Finanza/ Scaroni: da Eni proposte di riforma per corporate governance
Eni ha messo a punto alcune proposte di riforma del sistema di corporate governance italiano che saranno presentate prossimamente affinche' vengano dibattute. Lo ha detto l'a.d. della societa', Paolo Scaroni, intervenendo oggi all'incontro annuale della Consob con il mercato finanziario. Scaroni e' intervenuto in qualita' di vice presidente del London Stock Exchange e di rappresentante del gruppo con maggiore capitalizzazione sulla Borsa italiana. "Il tema della corporate governance in Eni e' considerato importante - ha detto Scaroni - e abbiamo voluto mettere a punto alcune proposte basate sulle 'best practice' europee calate nella realta' italiana. Le presenteremo per il pubblico dibattito su una corporate governance a misura italiana".
Secondo Scaroni "il sistema di governance italiana ha molti pregi e qualche difetto, che viene dal peccato originale di aver pescato dal sistema anglosassone concepito per le public company, che da noi non ci sono o quasi". Le implicazioni ci sono sul sistema di controllo "con la sovrapposizione di diversi organi senza coordinamento, come tra l'Audit committee e il collegio sindacale, che hanno funzioni simili. Il sistema funziona ma e' come un cammello rispetto a un cavallo, ossia ha qualche gobba in piu' del necessario"; nel mirino anche la gestione strategica, in particolare per il ruolo del consiglio di amministrazione "che ha importanza sostanziale e non dovrebbe abdicare alle proprie funzioni".Pur non anticipando le proposte che saranno avanzate nelle prossime settimane, Scaroni ha indicato dei temi su cui si e' soffermata la riflessione del gruppo.
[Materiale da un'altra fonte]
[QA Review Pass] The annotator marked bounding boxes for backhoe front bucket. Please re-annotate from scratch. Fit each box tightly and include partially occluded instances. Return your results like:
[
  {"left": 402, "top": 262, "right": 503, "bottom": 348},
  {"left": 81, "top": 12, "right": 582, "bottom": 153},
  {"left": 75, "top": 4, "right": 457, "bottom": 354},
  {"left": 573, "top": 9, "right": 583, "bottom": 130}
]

Il primo e' quello della "razionalizzazione del sistema di controllo" dal momento che un sistema "ridondante" finisce per ridurre la competitivita'. Il secondo tema e' quello di rafforzare "il contributo strategico del consiglio di amministrazione".
"Abbiamo pensato - ha sottolineato l'amministratore delegato di Eni - di rivedere i requisiti richiesti agli amministratori" per assicurare la rappresentanza di persone di provenienza differente. Infine il terzo tema e' quello di "assicurare la continuita' della governance" dal momento che l'Italia e' "l'unico paese in cui di solito il consiglio di amministrazione cade tutto insieme". L'idea e' quella di introdurre "la prassi di differenziare la scadenza dei consiglieri" in modo da mantenere "consiglio e comitati sempre in piena operativita'". L'idea di ripensare i requisiti per gli amministratori nasce, in particolare, dal fatto che "nei cda italiani ci sono pochi manager abituati alle complessita' del governo di grandi organizzazioni aziendali e molti liberi professionisti che nella vita svolgono un'attivita' diversa", ha sottolineato Scaroni. "Ci sembra poi importante - ha detto ancora nel suo intervento - assicurare la rappresentanza di persone con vari punti di vista perche' pensiamo che raccogliere figure con esperienze ed eta' diverse, uomini e donne italiani e non italiani, rafforzi il contributo strategico che viene dal consiglio di amministrazione".